Newborn screening for PKU and BH4 responsiveness

Period of Performance: 05/15/2006 - 11/14/2006


Phase 2 SBIR

Recipient Firm

Idaho Technology
390 Wakara Way
Salt Lake City, UT 84108
Principal Investigator


DESCRIPTION (provided by applicant): In 1958, Dr Robert Guthrie was approached by Dr Robert Warner seeking aid to develop a better means to measure phenylalanine in the blood of newborns. Of this interaction was born the bacterial inhibition assay and the beginning of population-based newborn screening for phenylketonuria (PKU). Early identification of affected newborns avoided irreversible brain damage using a phenylalanine-restricted diet. While the BIA has been replaced by tandem mass spectrometry as the means to measure phenylalanine, PKU remains the paradigm for a disorder effectively treated by prospective identification of asymptomatic patients. PKU results from defects in phenylalanine hydroxylase (PAH) causing an inability to convert phenylalanine to tyrosine.
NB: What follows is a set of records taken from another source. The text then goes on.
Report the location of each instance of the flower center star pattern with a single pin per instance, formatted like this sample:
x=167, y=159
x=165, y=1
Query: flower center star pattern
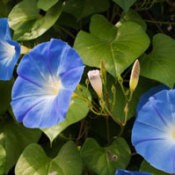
x=47, y=77
x=153, y=134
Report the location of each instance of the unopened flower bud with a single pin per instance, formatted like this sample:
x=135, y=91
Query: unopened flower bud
x=95, y=81
x=134, y=78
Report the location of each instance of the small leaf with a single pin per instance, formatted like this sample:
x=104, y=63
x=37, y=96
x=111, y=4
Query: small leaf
x=117, y=46
x=148, y=168
x=105, y=161
x=81, y=9
x=2, y=159
x=27, y=22
x=34, y=161
x=14, y=138
x=125, y=4
x=159, y=64
x=74, y=115
x=46, y=5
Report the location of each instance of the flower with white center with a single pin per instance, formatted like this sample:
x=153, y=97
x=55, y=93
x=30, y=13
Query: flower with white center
x=153, y=134
x=95, y=81
x=126, y=172
x=47, y=77
x=9, y=51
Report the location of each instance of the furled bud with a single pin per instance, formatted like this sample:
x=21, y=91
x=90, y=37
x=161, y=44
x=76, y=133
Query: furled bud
x=134, y=78
x=95, y=81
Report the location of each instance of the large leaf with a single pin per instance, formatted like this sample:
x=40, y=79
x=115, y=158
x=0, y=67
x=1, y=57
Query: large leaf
x=125, y=4
x=159, y=64
x=2, y=159
x=5, y=95
x=117, y=108
x=83, y=8
x=132, y=15
x=104, y=161
x=34, y=161
x=148, y=168
x=118, y=46
x=14, y=138
x=27, y=22
x=74, y=115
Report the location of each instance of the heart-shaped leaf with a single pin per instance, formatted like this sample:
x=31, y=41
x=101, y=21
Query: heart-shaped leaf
x=34, y=161
x=105, y=161
x=159, y=64
x=27, y=22
x=117, y=46
x=74, y=114
x=14, y=138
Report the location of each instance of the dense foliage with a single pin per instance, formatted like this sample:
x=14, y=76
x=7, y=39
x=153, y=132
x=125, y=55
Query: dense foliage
x=127, y=47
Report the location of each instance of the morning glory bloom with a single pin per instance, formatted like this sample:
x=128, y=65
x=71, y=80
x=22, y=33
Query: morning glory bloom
x=47, y=77
x=9, y=51
x=153, y=134
x=126, y=172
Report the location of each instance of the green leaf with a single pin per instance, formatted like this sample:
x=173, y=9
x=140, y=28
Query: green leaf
x=34, y=161
x=159, y=64
x=105, y=161
x=5, y=95
x=14, y=138
x=74, y=114
x=26, y=21
x=45, y=4
x=83, y=8
x=148, y=168
x=2, y=159
x=125, y=4
x=133, y=16
x=118, y=46
x=117, y=108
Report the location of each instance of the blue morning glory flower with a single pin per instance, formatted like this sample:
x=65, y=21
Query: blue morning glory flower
x=47, y=77
x=9, y=51
x=126, y=172
x=153, y=134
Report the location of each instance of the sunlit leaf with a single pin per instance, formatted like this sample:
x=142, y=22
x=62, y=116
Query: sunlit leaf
x=35, y=161
x=105, y=160
x=125, y=4
x=83, y=8
x=28, y=22
x=118, y=46
x=159, y=64
x=14, y=138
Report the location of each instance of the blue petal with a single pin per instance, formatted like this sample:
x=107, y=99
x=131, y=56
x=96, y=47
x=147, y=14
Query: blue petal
x=152, y=134
x=159, y=153
x=42, y=93
x=126, y=172
x=48, y=112
x=4, y=29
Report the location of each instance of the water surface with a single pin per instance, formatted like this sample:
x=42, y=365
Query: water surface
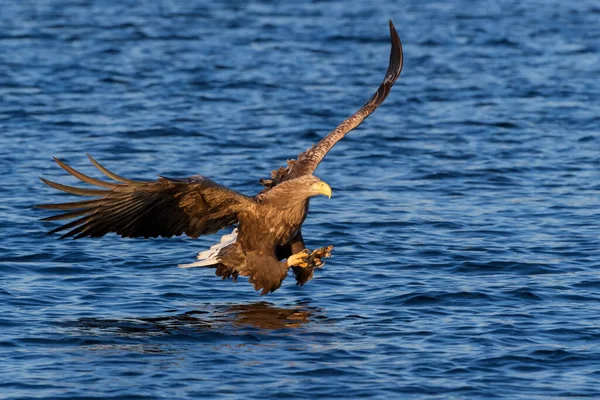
x=464, y=214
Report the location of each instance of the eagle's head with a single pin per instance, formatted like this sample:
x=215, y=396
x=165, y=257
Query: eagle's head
x=296, y=191
x=311, y=186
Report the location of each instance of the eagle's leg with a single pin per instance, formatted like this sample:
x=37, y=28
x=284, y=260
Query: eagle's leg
x=304, y=262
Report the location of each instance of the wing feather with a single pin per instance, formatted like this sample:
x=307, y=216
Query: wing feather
x=166, y=207
x=308, y=161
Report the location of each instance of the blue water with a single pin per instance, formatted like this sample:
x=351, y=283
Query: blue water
x=464, y=211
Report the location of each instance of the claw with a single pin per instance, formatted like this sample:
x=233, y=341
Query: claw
x=313, y=259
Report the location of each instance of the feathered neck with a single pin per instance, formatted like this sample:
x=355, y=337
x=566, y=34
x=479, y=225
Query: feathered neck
x=286, y=195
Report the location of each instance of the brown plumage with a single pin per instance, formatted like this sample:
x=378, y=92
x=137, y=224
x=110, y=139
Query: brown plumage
x=268, y=224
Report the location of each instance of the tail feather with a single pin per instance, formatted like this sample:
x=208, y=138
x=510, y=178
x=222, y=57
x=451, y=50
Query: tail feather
x=210, y=257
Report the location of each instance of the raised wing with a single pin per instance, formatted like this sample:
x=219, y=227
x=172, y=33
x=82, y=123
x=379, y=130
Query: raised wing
x=166, y=207
x=308, y=161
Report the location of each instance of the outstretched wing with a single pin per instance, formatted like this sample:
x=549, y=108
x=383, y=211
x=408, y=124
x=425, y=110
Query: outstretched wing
x=166, y=207
x=308, y=161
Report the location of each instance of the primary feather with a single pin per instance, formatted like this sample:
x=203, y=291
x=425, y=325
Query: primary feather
x=269, y=224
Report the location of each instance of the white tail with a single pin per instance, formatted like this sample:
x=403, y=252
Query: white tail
x=210, y=256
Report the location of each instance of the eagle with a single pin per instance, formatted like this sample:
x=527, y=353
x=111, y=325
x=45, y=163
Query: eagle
x=267, y=240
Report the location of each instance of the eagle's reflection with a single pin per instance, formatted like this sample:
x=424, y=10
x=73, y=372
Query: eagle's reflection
x=224, y=318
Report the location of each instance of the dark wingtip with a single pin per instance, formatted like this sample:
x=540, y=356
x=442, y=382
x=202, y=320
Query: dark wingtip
x=396, y=53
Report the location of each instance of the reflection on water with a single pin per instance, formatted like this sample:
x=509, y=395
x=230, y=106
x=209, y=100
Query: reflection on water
x=220, y=318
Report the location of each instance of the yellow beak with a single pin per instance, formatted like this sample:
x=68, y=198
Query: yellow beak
x=325, y=189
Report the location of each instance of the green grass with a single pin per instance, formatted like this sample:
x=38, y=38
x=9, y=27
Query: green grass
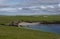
x=9, y=32
x=7, y=19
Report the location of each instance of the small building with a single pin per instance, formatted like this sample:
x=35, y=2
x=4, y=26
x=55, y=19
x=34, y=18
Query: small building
x=27, y=24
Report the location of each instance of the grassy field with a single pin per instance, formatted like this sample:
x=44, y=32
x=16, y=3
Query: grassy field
x=7, y=19
x=9, y=32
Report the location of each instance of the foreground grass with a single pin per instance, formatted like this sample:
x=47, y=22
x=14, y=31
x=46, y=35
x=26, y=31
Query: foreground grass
x=9, y=32
x=7, y=19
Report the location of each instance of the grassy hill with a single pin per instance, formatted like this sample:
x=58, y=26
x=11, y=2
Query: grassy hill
x=9, y=32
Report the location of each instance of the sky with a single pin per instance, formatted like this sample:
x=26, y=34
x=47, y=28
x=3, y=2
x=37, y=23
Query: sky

Treating PKU by dietary means remained largely unchanged until several groups identified a sub- set of patients treatable using 6R-tetrahydrobiopterin (BH4), the obligatory co-factor of the PAH enzyme, without the phenylalanine restricted diet. While BH4-responsive patients are skewed to mild PKU and hyperphenyla'ianemia; classic PKU patients have been characterized as BH4 responsive. Analysis of the PAH gene is becoming an important aspect to determining BH4 response. Comprehensive analysis of the PAH gene may be performed using the universally collected newborn screening dried blood card as a source of DNA. Using the dried blood card and the emerging technology of high-resolution melt profiling, comprehensive analysis of PAH may be easily completed within 1.5 days of abnormal newborn screening results. Genotypic data will be in hand when results of the physiological Phe/ BH4 loading test are complete. Combining physiological analysis and genetic analysis will lead to effective identification of BH4 responsive PKU patients. Cataloging PAH mutations resulting in BH4 responsive disease is underway thus developing a sensitive, rapidly, and cost effective means to analyze the PAH gene will have utility to clinicians and researchers. Herein is proposed the use of high resolution melt profiling to develop a simplified and streamlined means of assessing the coding sequence and intronic regions critical to mRNA processing in the PAH gene. High resolution melt profiling is rapid with sensitivity at least equal to DNA sequence analysis and in excess of other pre-sequence scanning technologies. High resolution melt profiling will play a role to identify BH4 responsive PKU patients.